Venus und die 15 Monate jüngere Serena Williams gewannen Titel wie am Fließband; achtmal spielten sie bei Grand-Slam-Turnieren miteinander und gegeneinander um den Titel, und manch einer dachte damals: Okay, wieder ein Endspiel der Schwestern.
Aber wer hätte allen Ernstes gedacht, dass die beiden 19 Jahre nach der ersten Begegnung als Profis auf der Tour in derselben Arena nochmal um den Titel spielen würden? Die eine fast 37 Jahre alt, die andere 35; sieben Grand-Slam-Titel im Trophäen-Schrank der einen, 22 in der Auslage der anderen. Dass Serena auch in diesem Jahr wieder beim letzten Spiel dabei sein würde, konnte man spätestens nach dem Ende der ersten Woche der Australian Open ahnen. Die verblüffende Variante geht eindeutig auf das Konto der älteren Schwester.
Mit 34 unter den Top 10
Nachdem vor fünfeinhalb Jahren bei Venus Williams das Sjögren-Syndrom, eine Autoimmunkrankheit, festgestellt worden war, hatte es manchmal so ausgesehen, als nähere sich die Karriere der Älteren dem Ende. Die großen Endspiele schienen danach nur noch für Serena reserviert zu sein, Venus gehörte zwischenzeitlich in der Tennis-Weltrangliste nicht mehr zu den besten 50.
Umso bemerkenswerter war es, als sie 2015 im zarten Alter von 34 Jahren unter die Top Ten zurückkehrte und dass sie im vergangenen Jahr noch mal das Halbfinale in Wimbledon erreichte. Wimbledon, der Ort ihrer größten Erfolge, an dem sie fünf Titel gewann.
Wenn Serena nun sagt, dieses Finale am Samstagabend in der Rod Laver Arena gegen die Schwester werde vermutlich der beste Moment der gemeinsamen Karriere sein, dann hat diese Behauptung einen massiven Wert. Sie selbst beendete im Halbfinale die berührende, unendlich inspirierende Erfolgsgeschichte von Mirjana Lucic-Baroni mit einem klaren Sieg; die Kroatin schenkte dem Turnier noch einen Gänsehaut-Moment, als sie nach dem Spiel ihr Handy aus der Tasche zog, um sich selbst vor der Kulisse von 15.000 Bewunderern für die Ewigkeit festzuhalten.
Frischer, mutiger und selbstbewusster
Verblüffend hingegen wirkte die Art, wie Venus gegen die dritte Amerikanerin der Halbfinals gewann, Coco Vandeweghe. Sie steckte den Verlust des ersten Satzes weg, änderte danach ein wenig ihre Taktik und brachte Vandeweghe aus dem Konzept. Am Ende machte sie, die elf Jahre Ältere, den frischeren, den mutigeren, den selbstbewussteren Eindruck. Gar nicht zu reden von ihrem quietschenden, kindlichen Jubel nach dem Matchball mit doppelten Pirouetten und dreifacher Freude.

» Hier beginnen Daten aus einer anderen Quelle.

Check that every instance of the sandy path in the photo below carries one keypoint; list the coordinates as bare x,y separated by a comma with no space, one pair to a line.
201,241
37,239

Innerlich sei sie ja wirklich noch ein Kind, sagte sie hinterher, aber sie verriet auch ein paar Ansichten, die man in Stein meißeln könnte. „Sport“, sagte sie, „das ist Triumph und Desaster in Echtzeit. Da gibt es keine Wiederholung, keine Neu-Aufnahme und keinen neuen Text. Die Leute erkennen einen Champion, aber sie können auch mit demjenigen, der nicht gewinnt, was anfangen, weil wir schließlich alle solche Momente erleben.“
Nach dem ersten gemeinsamen Spiel in der Rod Laver Arena vor 19 Jahren war Venus Williams zu dem Schluss gekommen, es sei am besten, sie würde mit der kleinen Schwester einen Pakt schließen, immer die Nummer eins und zwei zu sein, um sich nur in Finals begegnen zu müssen. Ziemlich lange funktionierte dieser Pakt, dann schien er nicht mehr möglich zu sein.
14 Jahre nach dem einzigen gemeinsamen Endspiel in Melbourne, fast acht Jahre nach dem bislang letzten Familienfinale bei einem Grand-Slam-Turnier in Wimbledon, werden Venus und Serena Williams wieder um den Titel spielen. Serena versichert, einen größeren Traum habe man ihr nicht erfüllen können. „Was immer auch passiert, dieses eine Mal habe ich das Gefühl, dass ich nicht verlieren kann und dass auch sie nicht verlieren kann.“ Am Fuße des Regenbogens fügt sich alles auf eine kaum zu glaubende Art.